Peer-to-peer networks

Real-time control of contents download

In the course of the Vooddo project, the question of assessing the theoretical limits of prefetching information in real-time arose. Given a network bandwidth and a graph of documents, is it possible to download documents in advance, so that the document surfer is never blocked because of missing information? The problem is modeled using a “cops-and-robbers” game and some of its algorithmic properties are derived. This work of A. Jean-Marie and D. Mazauric is joint with F. Fomin (Univ. Bergen) and F. Giroire and N. Nisse (both from Inria project-team Mascotte ) [86] .

P2P traffic classification

P2P downloads still represent a large portion of today's Internet traffic. More than 100 million users operate BitTorrent and generate more than 30% of the total Internet traffic. According to the Wikipedia article about BitTorrent, the traffic generated by BitTorrent is greater than the traffic generated by Netflix and Hulu combined. Recently, a significant research effort has been done to develop tools for automatic classification of Internet traffic by application. The purpose of the work [47] by K. Avrachenkov and M. Sokol, together with A. Legout (Inria project-team Planete ) and P. Gonçalves (Inria project-team Reso ), is to provide a framework for subclassification of P2P traffic generated by the BitTorrent protocol. The general intuition is that users with similar interests download similar contents. This intuition can be rigorously formalized with the help of graph based semi-supervised learning approach. In particular, the authors propose to work with PageRank based semi-supervised learning method, which scales well with very large volumes of data.


The success of BitTorrent has fostered the development of variants to its basic components. Some of the variants adopt greedy approaches aiming at exploiting the intrinsic altruism of the original version of BitTorrent in order to maximize the benefit of participating to a torrent. G. Neglia, D. Carra (University of Verona, Italy), P. Michiardi and F. Albanese (both from Institut Eurecom ) have studied BitTyrant, a recently proposed strategic client. The research is described in Maestro 2008 activity report. Results have been extended and supported by PlanetLab experiments in [22] .

Content-centric networks

In [100] N. Choungmo Fofack, P. Nain and G. Neglia, together with D. Towsley (University of Massachusetts at Amherst), provide building blocks for the performance evaluation of Content Centric-like Networks (CCNs).

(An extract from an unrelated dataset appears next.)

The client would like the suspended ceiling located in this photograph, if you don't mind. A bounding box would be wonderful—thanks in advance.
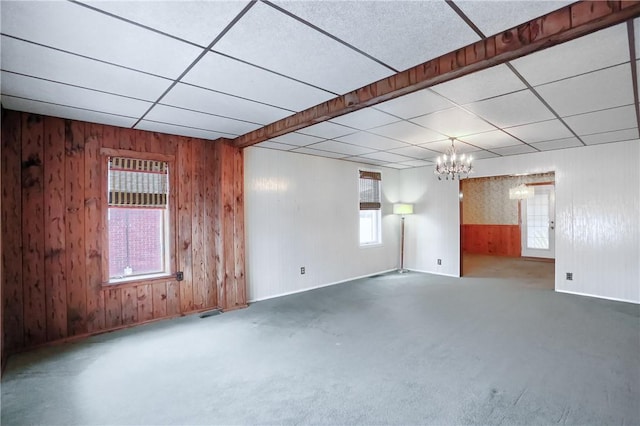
[0,0,640,169]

In CCNs if a cache receives a request for a content it does not store, it forwards the request to a higher-level cache, if any, or to the server. When located, the document is routed on the reverse-path and a copy is placed in each cache along the path. In this work the authors consider a cache replacement policy based on Time-to-Lives (TTLs) like in a DNS network. A local TTL is set when the content is first stored at the cache and is renewed every time the cache can satisfy a request for this content (at each hit). The content is removed when the TTL expires. Under the assumption that requests follow a renewal process and the TTLs are exponential random variables, we determine exact formulas for the performance metrics of interest (average cache occupancy, hit and miss probabilities/rates) for some specific architectures (a linear network and a tree network with one root node and N leaf nodes). For more general topologies and general TTL distributions, an approximate solution is proposed. Numerical results show the approximations to be accurate, with relative errors smaller than 10 -3 and 10 -2 respectively for exponentially distributed and constant TTLs.

This work is carried out in the framework of the Grant with Orange Labs on “Content-centric networks” (Section 7.2 ).